Entre New York et Tokyo, Miyashita, un jeune assistant réalisateur, va se laisser enliser dans le jeu pervers d’un trio malsain qui fonctionne sous les effets baroques
de l’ecstasy, de la cocaïne et autres hallucinogènes. Ils ingurgitent ces substances dans le but de décupler leur libido en brisant toutes formes d’inhibitions. Maîtresse sadique, maître dominateur, SDF millionnaire et amantes soumises… Des rendez-vous chics dans des palaces new-yorkais, du champagne qui coule à flot et… S’amuser à dominer les victimes, jeunes lolitas de bonne famille que l’on démolit pour la jouissance. Miyashita goûte l’ecstasy pour la première fois et accède à des horizons qui lui étaient inconnus, il devient le jouet de Keiko, créature improbable, tout droit sortie d’un film de David Lynch. L’ombre de Sacher-Masoch plane comme un fantôme pendant que la chair se tort, se liquéfie. Parfois même, le sang jaillit. Et Murakami Ryû contrôle le lecteur par son style et ses images sans concessions. Car l’auteur, comme à son habitude, ne cherche pas à nous ménager. Le chef de file de la nouvelle littérature japonaise nous prend par la main pour nous mener dans son univers braque où déviances et chemins escarpés, déglingues et excentricités hallucinantes sont au rendez-vous d’un roman qui laisse un goût étrange tant il nous renvoie les images de nos doubles démoniaques.
 
© Corinne Bernard
 
L’extrait :
” L’existence du masochiste est tranquille. Il lui suffit de vivre comme un esclave, comme un nourrisson, de renoncer à tout, les vêtements pour se couvrir, son nom, l’intelligence des choses, sa liberté de mouvements. L’homme était couché en position fœtale dans un coin du canapé style Victoria, dans la suite Ambassador de l’hôtel Plaza. Les premiers rayons du soleil commençaient à poindre. Il était dans un état de tension folle. Il avait largement dépassé la dose limite, un état que seules les personnes qui en ont fait l’expérience peuvent comprendre. Un état qui surpasse en tout le blues de la descente après une prise de LSD.”

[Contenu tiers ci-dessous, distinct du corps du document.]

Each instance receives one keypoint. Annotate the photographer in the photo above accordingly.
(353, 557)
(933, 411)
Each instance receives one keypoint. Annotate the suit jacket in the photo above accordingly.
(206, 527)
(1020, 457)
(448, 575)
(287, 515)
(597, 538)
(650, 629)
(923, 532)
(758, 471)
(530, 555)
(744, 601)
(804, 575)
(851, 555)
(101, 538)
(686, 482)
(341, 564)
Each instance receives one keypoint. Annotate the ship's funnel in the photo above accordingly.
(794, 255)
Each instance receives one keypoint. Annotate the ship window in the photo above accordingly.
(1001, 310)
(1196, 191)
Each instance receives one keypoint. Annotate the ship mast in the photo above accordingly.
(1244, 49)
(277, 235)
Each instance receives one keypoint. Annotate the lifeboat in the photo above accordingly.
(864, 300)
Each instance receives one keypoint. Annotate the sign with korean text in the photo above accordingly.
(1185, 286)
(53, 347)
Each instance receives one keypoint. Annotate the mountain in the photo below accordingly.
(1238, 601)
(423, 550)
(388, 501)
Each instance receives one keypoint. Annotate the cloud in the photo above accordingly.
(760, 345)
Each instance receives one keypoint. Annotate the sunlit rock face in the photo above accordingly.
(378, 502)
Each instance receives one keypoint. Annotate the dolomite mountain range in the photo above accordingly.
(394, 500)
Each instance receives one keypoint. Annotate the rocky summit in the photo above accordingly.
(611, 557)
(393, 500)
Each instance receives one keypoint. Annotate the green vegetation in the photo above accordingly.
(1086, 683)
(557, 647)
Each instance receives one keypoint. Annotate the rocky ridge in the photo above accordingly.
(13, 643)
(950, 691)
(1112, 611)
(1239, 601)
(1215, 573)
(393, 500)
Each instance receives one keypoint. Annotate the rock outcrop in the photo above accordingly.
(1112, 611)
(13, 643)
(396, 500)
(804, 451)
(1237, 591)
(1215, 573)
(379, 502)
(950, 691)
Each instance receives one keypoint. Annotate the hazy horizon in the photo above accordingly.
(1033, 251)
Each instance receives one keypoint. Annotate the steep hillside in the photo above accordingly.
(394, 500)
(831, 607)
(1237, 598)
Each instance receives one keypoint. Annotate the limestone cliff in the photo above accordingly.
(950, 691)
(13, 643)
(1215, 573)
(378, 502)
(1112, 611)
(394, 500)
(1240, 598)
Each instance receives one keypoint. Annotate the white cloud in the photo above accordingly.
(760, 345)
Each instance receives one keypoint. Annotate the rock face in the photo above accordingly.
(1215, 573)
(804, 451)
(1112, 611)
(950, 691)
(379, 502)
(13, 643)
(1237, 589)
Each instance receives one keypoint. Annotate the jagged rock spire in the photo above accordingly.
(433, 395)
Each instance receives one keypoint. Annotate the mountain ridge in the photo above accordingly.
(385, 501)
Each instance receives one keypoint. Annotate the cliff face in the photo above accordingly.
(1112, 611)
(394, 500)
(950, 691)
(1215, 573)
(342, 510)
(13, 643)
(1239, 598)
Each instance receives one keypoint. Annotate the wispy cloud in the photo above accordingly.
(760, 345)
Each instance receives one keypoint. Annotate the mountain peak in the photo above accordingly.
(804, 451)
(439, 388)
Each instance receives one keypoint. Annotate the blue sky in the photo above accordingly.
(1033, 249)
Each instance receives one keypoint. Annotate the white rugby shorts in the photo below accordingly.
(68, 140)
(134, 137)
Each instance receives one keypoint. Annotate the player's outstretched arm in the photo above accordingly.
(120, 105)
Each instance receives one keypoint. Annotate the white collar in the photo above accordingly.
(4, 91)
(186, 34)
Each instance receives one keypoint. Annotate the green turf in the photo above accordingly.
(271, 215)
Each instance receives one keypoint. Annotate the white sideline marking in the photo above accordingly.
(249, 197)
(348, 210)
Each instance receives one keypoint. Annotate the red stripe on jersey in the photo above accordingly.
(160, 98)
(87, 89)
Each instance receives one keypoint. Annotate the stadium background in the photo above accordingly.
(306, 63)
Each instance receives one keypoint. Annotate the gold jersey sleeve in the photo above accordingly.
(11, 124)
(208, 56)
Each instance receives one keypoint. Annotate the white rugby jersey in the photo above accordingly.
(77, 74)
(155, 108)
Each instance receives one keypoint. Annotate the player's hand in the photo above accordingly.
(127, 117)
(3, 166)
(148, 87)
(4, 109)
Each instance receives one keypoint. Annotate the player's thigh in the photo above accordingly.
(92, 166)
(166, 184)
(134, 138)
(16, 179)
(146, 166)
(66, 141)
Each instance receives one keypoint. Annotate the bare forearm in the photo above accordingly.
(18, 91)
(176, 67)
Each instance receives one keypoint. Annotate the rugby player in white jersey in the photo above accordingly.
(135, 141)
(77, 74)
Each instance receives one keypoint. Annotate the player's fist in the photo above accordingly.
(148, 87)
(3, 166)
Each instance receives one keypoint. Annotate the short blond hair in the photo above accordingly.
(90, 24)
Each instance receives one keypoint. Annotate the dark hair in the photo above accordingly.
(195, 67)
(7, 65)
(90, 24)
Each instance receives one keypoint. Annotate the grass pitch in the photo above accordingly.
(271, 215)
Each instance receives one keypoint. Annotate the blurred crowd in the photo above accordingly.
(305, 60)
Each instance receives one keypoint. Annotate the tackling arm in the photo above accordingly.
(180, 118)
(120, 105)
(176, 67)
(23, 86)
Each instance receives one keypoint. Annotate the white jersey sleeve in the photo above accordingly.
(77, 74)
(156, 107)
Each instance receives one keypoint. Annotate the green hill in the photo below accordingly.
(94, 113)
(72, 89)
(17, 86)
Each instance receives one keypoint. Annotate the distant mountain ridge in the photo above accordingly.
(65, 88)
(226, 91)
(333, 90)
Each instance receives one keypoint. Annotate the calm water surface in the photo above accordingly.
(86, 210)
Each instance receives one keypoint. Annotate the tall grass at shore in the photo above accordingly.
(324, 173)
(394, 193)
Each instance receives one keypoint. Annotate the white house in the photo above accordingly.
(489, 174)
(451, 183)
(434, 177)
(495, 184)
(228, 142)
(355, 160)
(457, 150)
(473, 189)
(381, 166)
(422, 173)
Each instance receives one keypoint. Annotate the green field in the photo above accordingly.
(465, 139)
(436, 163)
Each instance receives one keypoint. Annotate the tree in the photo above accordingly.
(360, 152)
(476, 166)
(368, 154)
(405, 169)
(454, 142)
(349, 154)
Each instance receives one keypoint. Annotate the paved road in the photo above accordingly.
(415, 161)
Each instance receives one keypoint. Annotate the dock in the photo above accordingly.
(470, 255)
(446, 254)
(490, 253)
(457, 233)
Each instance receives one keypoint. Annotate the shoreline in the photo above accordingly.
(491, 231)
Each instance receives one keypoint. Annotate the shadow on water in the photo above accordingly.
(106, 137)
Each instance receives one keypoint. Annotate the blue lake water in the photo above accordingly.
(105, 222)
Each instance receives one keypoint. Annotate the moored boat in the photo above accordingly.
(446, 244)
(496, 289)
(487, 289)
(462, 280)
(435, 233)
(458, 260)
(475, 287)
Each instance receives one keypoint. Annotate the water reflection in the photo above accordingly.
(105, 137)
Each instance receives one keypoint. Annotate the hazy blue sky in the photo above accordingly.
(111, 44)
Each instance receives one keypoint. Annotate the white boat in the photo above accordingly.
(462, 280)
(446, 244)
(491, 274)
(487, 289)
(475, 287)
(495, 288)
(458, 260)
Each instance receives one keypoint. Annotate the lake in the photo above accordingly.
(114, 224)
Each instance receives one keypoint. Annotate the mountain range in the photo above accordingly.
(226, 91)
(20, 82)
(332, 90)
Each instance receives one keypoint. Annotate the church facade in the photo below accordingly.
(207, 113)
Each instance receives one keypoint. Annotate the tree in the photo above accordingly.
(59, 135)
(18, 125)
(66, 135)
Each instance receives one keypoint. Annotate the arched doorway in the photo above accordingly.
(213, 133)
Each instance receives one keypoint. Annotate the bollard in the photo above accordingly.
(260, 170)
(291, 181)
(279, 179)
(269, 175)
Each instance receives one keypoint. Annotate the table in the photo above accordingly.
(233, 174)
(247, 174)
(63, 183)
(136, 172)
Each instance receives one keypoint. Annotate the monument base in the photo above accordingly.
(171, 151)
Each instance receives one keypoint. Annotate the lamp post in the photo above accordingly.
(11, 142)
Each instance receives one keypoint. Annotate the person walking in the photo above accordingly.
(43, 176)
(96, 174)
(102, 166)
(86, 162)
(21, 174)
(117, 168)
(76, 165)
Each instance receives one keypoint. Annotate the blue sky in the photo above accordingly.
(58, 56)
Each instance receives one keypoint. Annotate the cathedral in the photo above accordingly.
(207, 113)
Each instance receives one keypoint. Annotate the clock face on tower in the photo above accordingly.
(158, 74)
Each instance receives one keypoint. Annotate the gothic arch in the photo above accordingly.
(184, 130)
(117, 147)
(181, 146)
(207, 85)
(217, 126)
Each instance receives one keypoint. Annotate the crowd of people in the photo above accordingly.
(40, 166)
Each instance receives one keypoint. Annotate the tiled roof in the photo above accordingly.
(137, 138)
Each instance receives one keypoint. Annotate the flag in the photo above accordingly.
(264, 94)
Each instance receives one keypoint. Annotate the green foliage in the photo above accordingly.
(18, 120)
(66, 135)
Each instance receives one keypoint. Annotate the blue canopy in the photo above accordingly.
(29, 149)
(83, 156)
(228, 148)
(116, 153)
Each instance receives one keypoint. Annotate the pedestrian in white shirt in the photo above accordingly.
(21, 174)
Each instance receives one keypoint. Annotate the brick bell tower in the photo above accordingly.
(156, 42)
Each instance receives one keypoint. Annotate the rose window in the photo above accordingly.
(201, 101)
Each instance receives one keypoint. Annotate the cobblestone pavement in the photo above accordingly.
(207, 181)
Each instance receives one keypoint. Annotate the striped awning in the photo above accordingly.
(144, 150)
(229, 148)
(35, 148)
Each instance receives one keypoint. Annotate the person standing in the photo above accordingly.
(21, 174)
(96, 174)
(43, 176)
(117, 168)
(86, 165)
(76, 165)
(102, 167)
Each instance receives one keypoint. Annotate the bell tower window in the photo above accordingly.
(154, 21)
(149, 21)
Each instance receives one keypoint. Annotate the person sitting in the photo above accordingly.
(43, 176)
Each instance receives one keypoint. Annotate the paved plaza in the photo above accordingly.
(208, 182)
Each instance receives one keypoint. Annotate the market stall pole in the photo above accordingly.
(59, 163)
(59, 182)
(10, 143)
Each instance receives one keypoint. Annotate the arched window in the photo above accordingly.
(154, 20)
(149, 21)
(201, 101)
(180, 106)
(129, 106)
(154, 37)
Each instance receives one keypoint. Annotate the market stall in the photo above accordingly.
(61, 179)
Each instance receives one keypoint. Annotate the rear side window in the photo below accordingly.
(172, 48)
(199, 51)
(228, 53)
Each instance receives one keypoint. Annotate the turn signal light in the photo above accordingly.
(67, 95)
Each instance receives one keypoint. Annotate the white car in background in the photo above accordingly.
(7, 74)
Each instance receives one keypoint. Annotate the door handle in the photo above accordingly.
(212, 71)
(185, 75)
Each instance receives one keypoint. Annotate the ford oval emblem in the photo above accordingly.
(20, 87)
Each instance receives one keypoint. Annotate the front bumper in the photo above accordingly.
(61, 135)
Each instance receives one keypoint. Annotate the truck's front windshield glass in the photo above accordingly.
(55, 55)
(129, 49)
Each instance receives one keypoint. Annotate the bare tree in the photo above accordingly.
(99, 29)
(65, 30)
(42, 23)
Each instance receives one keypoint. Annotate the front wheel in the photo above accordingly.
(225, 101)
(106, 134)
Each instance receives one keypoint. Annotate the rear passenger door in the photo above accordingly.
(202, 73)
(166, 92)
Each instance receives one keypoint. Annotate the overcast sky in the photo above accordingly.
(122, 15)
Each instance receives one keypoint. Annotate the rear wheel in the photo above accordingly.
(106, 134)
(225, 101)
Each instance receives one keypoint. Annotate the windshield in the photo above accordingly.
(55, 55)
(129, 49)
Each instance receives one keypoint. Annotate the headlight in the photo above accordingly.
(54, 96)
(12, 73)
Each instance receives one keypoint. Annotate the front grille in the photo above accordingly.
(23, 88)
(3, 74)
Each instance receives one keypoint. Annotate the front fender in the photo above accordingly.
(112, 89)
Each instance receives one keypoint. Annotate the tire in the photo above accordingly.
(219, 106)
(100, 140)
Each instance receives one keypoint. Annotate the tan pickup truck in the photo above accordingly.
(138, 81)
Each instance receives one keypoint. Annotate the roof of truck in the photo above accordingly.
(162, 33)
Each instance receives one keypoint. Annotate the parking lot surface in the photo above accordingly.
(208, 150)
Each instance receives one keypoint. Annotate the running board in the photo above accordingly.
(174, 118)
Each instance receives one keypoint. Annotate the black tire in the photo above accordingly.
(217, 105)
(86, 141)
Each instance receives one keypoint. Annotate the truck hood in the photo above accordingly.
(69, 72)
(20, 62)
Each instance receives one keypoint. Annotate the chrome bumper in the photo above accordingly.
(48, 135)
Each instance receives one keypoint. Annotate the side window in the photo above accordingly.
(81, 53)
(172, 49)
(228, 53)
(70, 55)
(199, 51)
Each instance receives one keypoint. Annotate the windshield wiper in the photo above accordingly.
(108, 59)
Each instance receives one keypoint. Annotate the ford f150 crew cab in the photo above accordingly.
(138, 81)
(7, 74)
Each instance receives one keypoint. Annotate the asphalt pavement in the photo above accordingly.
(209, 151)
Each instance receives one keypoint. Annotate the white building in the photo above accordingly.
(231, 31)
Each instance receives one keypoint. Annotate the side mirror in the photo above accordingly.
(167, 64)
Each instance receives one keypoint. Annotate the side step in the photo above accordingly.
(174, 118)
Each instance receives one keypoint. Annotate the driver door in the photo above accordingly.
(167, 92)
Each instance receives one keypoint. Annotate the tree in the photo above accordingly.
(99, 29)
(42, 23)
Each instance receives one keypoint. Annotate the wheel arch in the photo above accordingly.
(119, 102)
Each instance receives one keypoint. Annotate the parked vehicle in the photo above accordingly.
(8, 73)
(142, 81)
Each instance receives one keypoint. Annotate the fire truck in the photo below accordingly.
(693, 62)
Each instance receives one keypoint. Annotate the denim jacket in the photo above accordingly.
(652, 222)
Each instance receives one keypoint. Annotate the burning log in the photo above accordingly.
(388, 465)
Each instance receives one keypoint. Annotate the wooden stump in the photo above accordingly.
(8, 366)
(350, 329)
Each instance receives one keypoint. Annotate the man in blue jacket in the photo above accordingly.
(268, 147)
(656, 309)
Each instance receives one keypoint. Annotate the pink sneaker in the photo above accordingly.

Ecstasy, Murakami Ryû, éd. Philippe Picquier, 304 p., 18,50 euros.

Paru en Poche,

Monstre humain

Kenji gagne sa vie en guidant les touristes à travers les bars louches des quartiers chauds de Tokyo. Il rencontre Frank, un américain peu ordinaire, qu’il devra conduire dans les lieux les plus glauques de la ville. Kenji va passer trois nuits en compagnie d’un psychopathe sans limites. Avec Miso soup, Murakami Ryû écrit l’indicible et s’arrange pour que le lecteur soit ému par Frank, homme effroyable, pauvre hère, produit conforme d’un monde en putréfaction. A noter, le roman paru en 1997 comporte une scène de carnage à faire pâlir Bret Easton Ellis et James Ellroy…
 

Miso soup, Murakami Ryû, éd. Picquier Poche, 287 p., 7 euros.